2) Your ax61 account comes with a file called .login
to which you should append the following line:
source ~klue/.login.klue
If you wish, you can simply replace your .login file with
the one on the klue account.
3) Use the JOB structure of the file ~klue/test.job/871data.
The JOB will execute both INTERACTIVELY and in CCD BATCH. It
is also machine independent, in principle. However, in order
to run it either way, you need to specify the data file upon
which you want it to run, like this:
INTERACTIVELY: 871data -f=/e871_7/data/run.13590 for example
IN BATCH: klsub 871data -f=/e871_7/data/run.13590
The output from the BATCH job will be placed in the directory
from which you submitted the job and will be called something
like 871data.printer. For now jobs can only be submitted from ax61.
The default QUEUE for klsub submission is e871. You can specify a different
QUEUE when you submit a job using the -q= option. DNQS options should be
placed before the JOB filename and JOB options should come after the JOB
filename. For example,
klsub -q=rss -x ax61 871data -x -g -f=/bnl871/data/run.13590
Here one has requested the rss QUEUE, instead of e871. One has vetoed
QUEUEs which feed node ax61, since that machine is usually overloaded.
The JOB 871data is invoked with the -x option to turn on script tracing.
Debugging hooks are turned on for the JOB by the -g option. The JOB will
read data from nfs mounted partition /bnl871/data .
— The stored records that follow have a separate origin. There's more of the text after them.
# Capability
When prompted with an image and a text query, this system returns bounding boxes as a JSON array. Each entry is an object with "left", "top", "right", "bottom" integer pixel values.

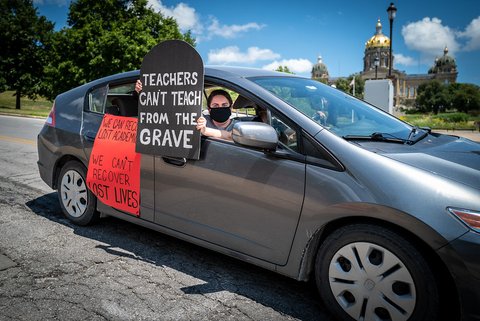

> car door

[
  {"left": 80, "top": 79, "right": 156, "bottom": 222},
  {"left": 81, "top": 83, "right": 107, "bottom": 161},
  {"left": 153, "top": 113, "right": 305, "bottom": 265},
  {"left": 81, "top": 79, "right": 138, "bottom": 160}
]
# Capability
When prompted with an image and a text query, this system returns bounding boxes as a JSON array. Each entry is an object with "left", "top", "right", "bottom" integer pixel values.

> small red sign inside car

[{"left": 86, "top": 114, "right": 141, "bottom": 216}]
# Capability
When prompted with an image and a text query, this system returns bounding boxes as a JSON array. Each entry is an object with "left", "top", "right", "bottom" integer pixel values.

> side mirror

[{"left": 232, "top": 122, "right": 278, "bottom": 151}]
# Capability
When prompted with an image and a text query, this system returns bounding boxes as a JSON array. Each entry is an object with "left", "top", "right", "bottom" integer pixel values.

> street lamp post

[
  {"left": 387, "top": 2, "right": 397, "bottom": 77},
  {"left": 374, "top": 54, "right": 380, "bottom": 79}
]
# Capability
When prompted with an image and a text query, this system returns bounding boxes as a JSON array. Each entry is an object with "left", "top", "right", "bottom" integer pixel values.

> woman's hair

[{"left": 207, "top": 89, "right": 233, "bottom": 107}]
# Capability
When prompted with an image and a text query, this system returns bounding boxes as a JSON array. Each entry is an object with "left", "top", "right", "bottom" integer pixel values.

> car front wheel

[
  {"left": 315, "top": 224, "right": 439, "bottom": 321},
  {"left": 57, "top": 161, "right": 99, "bottom": 225}
]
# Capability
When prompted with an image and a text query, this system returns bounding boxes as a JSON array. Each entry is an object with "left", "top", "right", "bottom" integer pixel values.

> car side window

[
  {"left": 271, "top": 113, "right": 299, "bottom": 152},
  {"left": 88, "top": 85, "right": 108, "bottom": 114},
  {"left": 106, "top": 82, "right": 138, "bottom": 117}
]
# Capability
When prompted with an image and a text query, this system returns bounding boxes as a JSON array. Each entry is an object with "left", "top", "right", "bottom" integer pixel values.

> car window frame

[
  {"left": 84, "top": 77, "right": 139, "bottom": 115},
  {"left": 85, "top": 83, "right": 109, "bottom": 115},
  {"left": 205, "top": 77, "right": 350, "bottom": 171},
  {"left": 203, "top": 77, "right": 308, "bottom": 163},
  {"left": 301, "top": 130, "right": 345, "bottom": 171}
]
You can define ENVIRONMENT variables for the inside of a JOB from the
command line when you submit the JOB using a new option:
-Denvironment_variable=value
For example, you can change the JOBNAME to be different from the name
of the JOBSCRIPT which you are running. The files produced by the JOB
will have names like ${JOBNAME}.printer, etc., instead of the default
${JOBSCRIPT}.* names. Using -DJOBNAME=... allows you to run several JOBs
simultaneously from the same JOB script, without conflict between the
JOBs submitted from the same directory.
Another use of the -D... option allows redefinition of the JOB's TAPE00
or TAPE99 variables from outside the JOB. If you submit the JOB with:
-DTAPE00=my_input_file
this will override the TAPE00 definition in the JOB script, provided
the TAPE00 line within the JOB has the new form:
export TAPE00; TAPE00=${TAPE00-"${DATAROOT}/${DATAFILE}"}
This construction only sets TAPE00 to ${DATAROOT}/${DATAFILE} provided
TAPE00 has not been previously defined.
The option:
-Dtape99=/dev/null
pipes event output to the null device (throws it away), if the JOB has:
export TAPE99; TAPE99=${TAPE99-${JOBNAME}.tape99}
The sample JOBs in ~klue/dist/jobs now reflect this construction for
several variables.
One can use the -D... mechanism to send environment variables to the
Mortran of the JOB, using:
CHARACTER*256 value_string; "Here 256 is arbitrary, but must be enough"
CALL GETENV('varname',value_string);
to retrieve their values from within the Mortran.
The -D... construction works for JOBs run INTERACTIVELY and in BATCH.
The position of the option is unimportant within the klsub invocation.
You can use the DNQS commands (qstop, qstat, qrm, qdate, quse, qtime)
to query and manage your jobs in the QUEUEs. E871 has additional
commands like "throng" which lists the status of all KLJOBs from
the E871 Collaboration.
To use the qtime or qstop tools you must have a .rhosts file that
contains a list of nodes your batch jobs might run on.